The same research note suggested that the resulting reduction in Mozambique’s debt stack could revive the prospect of IMF assistance, beginning with a staff monitored programme (SMP) and eventually leading to a funded programme.
“This is a very valid analysis, there is precedent of the IMF excluding contested debt from total debt figures by arguing that it is a contingent liability,” said the third buysider. “The issue here is that the MAM and Proindicus loans are not that large in the grand total of Mozambique’s debt, so it may not make that much of a difference.”
As of 3Q18, the Proindicus (USD 597m) and MAM (USD 535m) loans represented just 8.42% of Mozambique’s total USD 13.43bn public sector debt (including both sovereign and sovereign-guaranteed) according to a pamphlet published on Mozambique’s Ministry of Finance website earlier this month.
A sub-Saharan Africa economist was less optimistic about Maputo’s chances of courting the IMF, arguing that it was likely there were too few details on the London legal action for the IMF to make a judgement call.
“I understand the logic behind the London filing potentially making the loan debt a contingent liability, but I’m not sure whether the IMF can make a decision before there is a bit more legal clarity,” said the economist. “On a more general note, I can't see the IMF agreeing to anything before the elections for fear of being seen as interference.

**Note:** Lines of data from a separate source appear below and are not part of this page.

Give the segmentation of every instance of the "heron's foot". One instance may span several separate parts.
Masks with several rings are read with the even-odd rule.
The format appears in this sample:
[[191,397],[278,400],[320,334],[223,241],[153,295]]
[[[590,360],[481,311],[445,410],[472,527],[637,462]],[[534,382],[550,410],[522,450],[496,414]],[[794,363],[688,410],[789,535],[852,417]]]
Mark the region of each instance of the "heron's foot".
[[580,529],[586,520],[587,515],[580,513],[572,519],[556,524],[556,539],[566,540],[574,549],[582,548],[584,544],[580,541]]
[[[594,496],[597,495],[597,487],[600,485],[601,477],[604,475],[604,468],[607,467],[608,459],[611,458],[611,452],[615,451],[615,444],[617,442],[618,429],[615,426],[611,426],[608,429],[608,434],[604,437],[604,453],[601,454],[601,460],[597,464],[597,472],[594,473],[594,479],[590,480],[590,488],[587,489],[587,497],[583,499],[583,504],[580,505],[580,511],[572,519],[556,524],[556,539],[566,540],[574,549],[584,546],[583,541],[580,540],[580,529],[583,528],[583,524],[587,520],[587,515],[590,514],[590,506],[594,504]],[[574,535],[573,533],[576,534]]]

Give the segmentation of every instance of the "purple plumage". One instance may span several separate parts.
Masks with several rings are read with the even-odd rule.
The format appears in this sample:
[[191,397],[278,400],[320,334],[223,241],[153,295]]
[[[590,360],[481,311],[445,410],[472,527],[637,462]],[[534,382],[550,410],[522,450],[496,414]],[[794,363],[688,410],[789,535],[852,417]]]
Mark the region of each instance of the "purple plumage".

But the third buysider dismissed elections being a decisive factor in IMF reasoning, pointing to the example of Ukraine’s recently closed stand-by arrangement (SBA) with the fund last December, ahead of presidential elections later this month.
“I understand from conversations with people on the ground in Maputo that the IMF are very warm to the idea of rekindling relations,” the third buysider concluded. “They won’t even require a resolution of the bond restructuring. The precedent in the Republic of Congo’s restructuring is that the Fund is happy to proceed with programme talks even if commercial creditor talks are unresolved, as long as they are ongoing.”
The IMF has allowed funded programme talks to progress in the Republic of Congo despite there being no resolution in sight for commercial creditors in the country’s USD 9bn debt restructuring.
The IMF is expected to release an end-of-mission statement on Mozambique before the end of March.